India’s annual MRO revenue could grow more than threefold to $55-60 billion from roughly $18 billion by fiscal 2028 on the back of broad growth in civil aviation and government support, according to Mumbai-based analytics group CRISIL Ratings.
A recent report from CRISIL focused on three MRO service providers that account for more than 90% of the industry’s revenue in India.
This expansion is starting from a low baseline. Currently, revenue per domestic aircraft fleet for Indian operators is less than $5 million compared to more than $4 billion in Singapore, one of Asia’s largest MRO hubs.
While IATA predicts that India will surpass the UK to become the world’s third-largest aviation market by 2026, the subcontinent’s MRO sector faces a slew of obstacles such as difficulty obtaining credit, inadequate infrastructure, onerous taxes, licensing and certification travails, and high rental costs.
“The [Indian] government has introduced several policies over [the] past year to realize its vision of making the country a global MRO hub,” CRISIL associate director Varun Marwaha said in a press release. “The upshot of these will be a 10-20% reduction in the overall cost of MRO services.”
These include slashing the Goods and Services Tax on MRO services from 18% to 5%, the introduction of land lease via open tenders instead of predetermined rates to lower rental costs, scrapping the 13% royalty charged by government authorities on revenue, and allotting land to MRO service providers for 30 years instead of the current three to five years.
At the same time, a construction boom is underway. The Delhi and Bengaluru airports have established dedicated MRO facilities for select private airlines, with more in the works. There are also plans to set up two MRO facilities near Jewar airport in the northern Indian state of Uttar Pradesh and at the Belegavi, Bhopal, and Tirupati airports in the states of Karnataka, Madhya Pradesh, and Andhra Pradesh, respectively.
Jaideep Mirchandani, chairman of the United Arab Emirates-based aviation conglomerate Sky One FZE, told India’s Republic World on Aug. 14 that the subcontinent’s growing importance to commercial aviation should have positive knock-on effects for MRO. “As the domestic fleet size increases to meet the demands, we expect a surge in MRO demand as it is a crucial support for any airline’s operations and safety,” he said, adding that he foresaw a chance for India to be “the center for innovation in MRO capability globally.”
Noting that European aviation authorities’ “non-recognition” of the standards of India’s Directorate General of Civil Aviation has been a stumbling block for new entrants to India’s MRO sector, Mirchandani said that he is certain “the authorities will identify and subsequently incentivize to give India a comparative advantage as the current environment is fertile for indigenous manufacturing and maintenance.”
NITI Aayog, the Indian government’s top public policy think tank, has recommended that the country take incremental steps to boost its MRO sector.
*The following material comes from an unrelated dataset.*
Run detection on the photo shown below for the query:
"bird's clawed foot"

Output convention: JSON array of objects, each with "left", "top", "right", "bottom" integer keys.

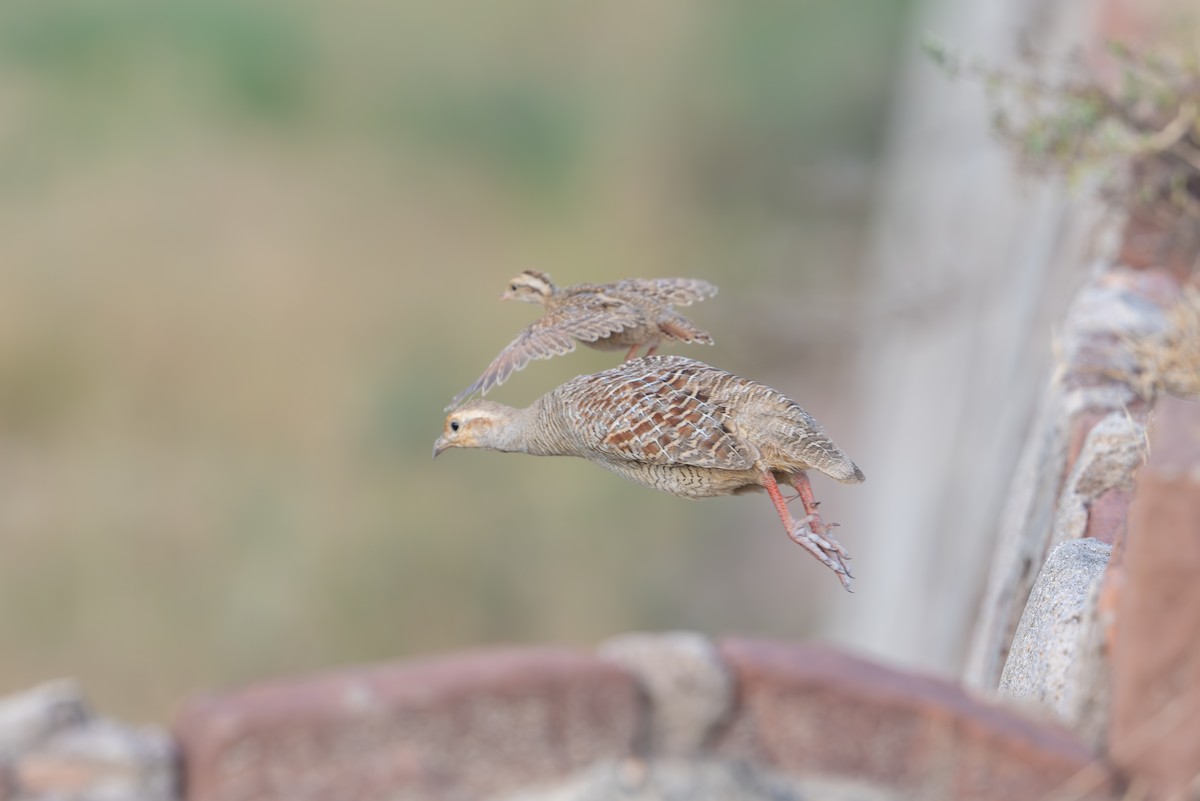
[{"left": 788, "top": 514, "right": 854, "bottom": 591}]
These include setting up joint ventures with established global MRO players, first focusing on segments with less-stringent IP control such as electrical and electronics, avionics and structural repair, and gradually ascending the value chain.
Achieving progress made in other global MRO hubs like Malaysia, Singapore, and Turkey “will be a long-term process” for India, NITI Aayog said in a report published in late 2022.